Society President Genevieve Dee, Calvin Gnech and Daniel Maroske from the Occupational Discipline Law Committee, and QLS Principal Policy Solicitor, Kate Brodnik appeared before the committee considering the Inquiry into Crime and Corruption (Restoring Reporting Powers) Amendment Bill 2025.
On 20 February 2025, Attorney-General Deb Frecklington introduced the Bill into the Queensland Parliament. The Bill was referred to the Justice, Integrity and Community Safety Committee for detailed consideration.
“Our concerns with this Bill are not politically motivated,” Genevieve said. “They relate to the impact these amendments will have on the rights of individuals who have been referred to an investigative body with extraordinary powers.
“They relate to ensuring procedural fairness is properly afforded and any information published is done so appropriately so as to preserve the integrity of the State’s corruption watchdog.
“The Society is supportive of a strong Commission where complaints and the complaint processes are unable to be weaponised. The risks of harm associated with this, especially given the volume of complaints received by the Commission in each year, cannot be ignored.”
Committee Chair Martin Hunt asked QLS if there were any circumstances where investigations should not be kept secret in the public interest and should be publicised before being finalisation, using the example of the 1989 Fitzgerald Inquiry report.

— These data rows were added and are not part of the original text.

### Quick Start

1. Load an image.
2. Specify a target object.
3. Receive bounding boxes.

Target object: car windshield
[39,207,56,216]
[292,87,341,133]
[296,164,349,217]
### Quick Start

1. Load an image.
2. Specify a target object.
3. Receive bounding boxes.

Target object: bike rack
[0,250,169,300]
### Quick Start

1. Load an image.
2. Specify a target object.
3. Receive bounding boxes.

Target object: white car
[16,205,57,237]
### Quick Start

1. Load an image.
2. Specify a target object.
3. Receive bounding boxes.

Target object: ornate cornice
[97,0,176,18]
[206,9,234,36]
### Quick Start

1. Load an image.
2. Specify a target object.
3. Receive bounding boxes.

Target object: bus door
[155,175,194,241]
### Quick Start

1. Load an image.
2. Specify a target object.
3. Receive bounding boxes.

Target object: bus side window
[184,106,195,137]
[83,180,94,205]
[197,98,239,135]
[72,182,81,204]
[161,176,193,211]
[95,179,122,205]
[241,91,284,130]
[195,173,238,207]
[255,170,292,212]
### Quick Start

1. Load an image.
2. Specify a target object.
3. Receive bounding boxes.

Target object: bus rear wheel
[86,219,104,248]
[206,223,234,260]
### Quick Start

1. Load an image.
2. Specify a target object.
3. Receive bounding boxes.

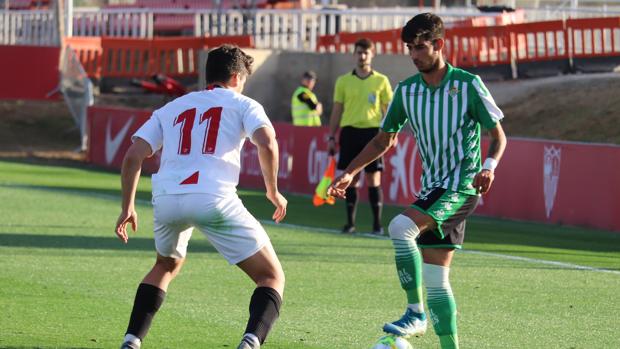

Calvin replied to the question, saying: “You’ve identified perhaps the most significant event of corruption in the history of Queensland, so respectfully sometimes it’s not overly helpful to refer to the most significant event, more so the run-of-the-mill type of events is what the QLS is more addressing.”
He explained to the committee that the definition of corrupt conduct in the Act was broad and extended to a wide variety of matters.
“And what we don’t what to see happen is that we are in a situation where two things happen: innocent people have their reputations unnecessarily harmed but more broadly speaking that the CCC becomes a body that is used to weaponise complaints and it’s not fulfilling its obligations and its functions under the CCC Act.”
Calvin said the Society had urged in its submission that the Act had strong language around safeguards to ensure those things did not occur.
“So we don’t find that we are in a vastly different space depending on who holds positions at the CCC, what I mean by that is that the power to release public information under a chairperson, is done in an entirely different way pending perhaps a change in government or change of position within the CCC and it’s for that reason we make the submission that there must be strong language both in the protections and explanatory notes around those safeguards.”
Member for Gaven Meaghan Scanlon, standing in for the Member for Macalister, asked QLS about concerns about “unintended consequences” around the release of information.
Daniel, a former senior lawyer with the CCC before entering private practice, said there was “no doubt that being named as a subject of a corruption allegation is a very significant event in any person’s life”.
“It’s often coupled with either disciplinary or parallel proceedings or criminal proceedings potentially, and we do experience a number of people seeking leave, whether it be for mental health reasons or something like that.
“I don’t want to underplay the significance of being named in something like this and throughout the processes I’ve been involved in … often these complaints do essentially lead to no future action or an outcome where nothing has been substantiated.
“So I suppose it’s the risk that something might be made public, or something being commented on in circumstances where at the end of the day no outcome is arrived at. And there’s a significant risk that might arise from that, that could be avoided had comment been reserved until such time that that’s completed.”
The committee is due to table its report on 11 April 2025.